Suppose we want to know whether the effectiveness of two methods, methods A and methods B, is comparable. Suppose that the (scientific) criterion for determining whether the methods are identical is that the difference between the means of each method, $mean_A - mean_B$, is within the interval $\mathcal{I} = [LB, UB]$ where $UB > LB$ are set by an expert. One way to test this is to compute a confidence interval $(1-\alpha)$ of the difference $mean_A -mean_B$ using the two-sample t-distribution, with $\alpha \in (0,1)$, and to compare the confidence interval to $\mathcal{I}$.
Let us write the confidence interval $(1-\alpha)$ $[cib, ciu]$, we then have two possibilities:
- $[cib, ciu] \subseteq \mathcal{I}$: we can confirm that the two methods are comparable with respect to our criterion,
- $[cib, ciu] \not \subseteq \mathcal{I}$ : we cannot confirm that the two methods are comparable with respect to our criterion.

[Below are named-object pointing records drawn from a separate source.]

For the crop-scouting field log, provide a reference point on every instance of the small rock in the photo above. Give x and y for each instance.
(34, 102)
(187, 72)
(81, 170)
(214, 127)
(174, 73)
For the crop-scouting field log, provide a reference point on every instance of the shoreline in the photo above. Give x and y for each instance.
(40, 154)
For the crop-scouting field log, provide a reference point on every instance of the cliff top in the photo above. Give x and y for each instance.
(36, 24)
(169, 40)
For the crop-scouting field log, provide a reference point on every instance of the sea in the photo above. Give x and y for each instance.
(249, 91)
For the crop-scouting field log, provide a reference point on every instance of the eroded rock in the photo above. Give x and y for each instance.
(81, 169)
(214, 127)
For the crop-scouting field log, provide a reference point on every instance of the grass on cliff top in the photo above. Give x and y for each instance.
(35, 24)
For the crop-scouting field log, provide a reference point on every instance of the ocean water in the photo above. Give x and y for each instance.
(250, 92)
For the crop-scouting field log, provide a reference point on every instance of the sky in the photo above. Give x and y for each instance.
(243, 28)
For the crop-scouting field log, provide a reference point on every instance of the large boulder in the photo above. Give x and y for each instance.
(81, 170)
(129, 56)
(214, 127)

The problem starts now, imagine that you have a third method: method C. I have identified two ways to solve the following problem: are the three methods comparable?
The first one, is to use the 2 sample t distribution and find the $(1-\alpha)$-confidence intervals for the three differences $mean_A-mean_B$, $mean_A - mean_C$ and $mean_B - mean_C$. Then apply point 1) and 2) above to each of them.
The second option is to use ANOVA to compute the confidence intervals (thus given by the F-distribution) on each differences. More precisely, you compute $D_{AB} = Data_A- Data_B$, $D_{AC} = Data_A - Data_C$ and $D_{BC} = Data_B - Data_C$, run an ANOVA on $D_{AB}, D_{AC}, D_{BC}$ and use the confidence intervals given (here it is a software that give this intervals when you un an ANOVA test) and compare them to the criterion interval, i.e. apply points 1) and 2) above.
My questions are:
Q1) Should we prefer the first option (t distribution) or the second (F distribution)? (question of power or size of the intervals or maybe other criterions).
Q2) What happen if, for example,$[cib_{AB}, ciu_{AB}] \subseteq [LB, UB]$, $[cib_{AC}, ciu_{AC}] \subseteq [LB, UB]$, but $[cib_{BC}, ciu_{BC}] \not \subset [LB, UB]$? Do we have to consider that we can not conclude on the comparability of the three methods? Or can we just say 'methods A and B are comparable' but nothing else?
Where $[cib_{AB}, ciu_{AB}]$ is the $(1-\alpha)$-confidence interval for the difference $mean_A-mean_B$ and same for the other two cases.
Q3) If we use the first option (t-distribution), do we have to adjust the confidence level since the confidence interval is only about two methods and we are testing three differences simultaneously? This would be similar to apply Bonferroni adjustment (or other methods).
The first thing is that the confidence intervals for the differences $D_{AB},D_{AC}, D_{BC}$ can not be computed using ANOVA since they are dependent data and ANOVA assume independent data.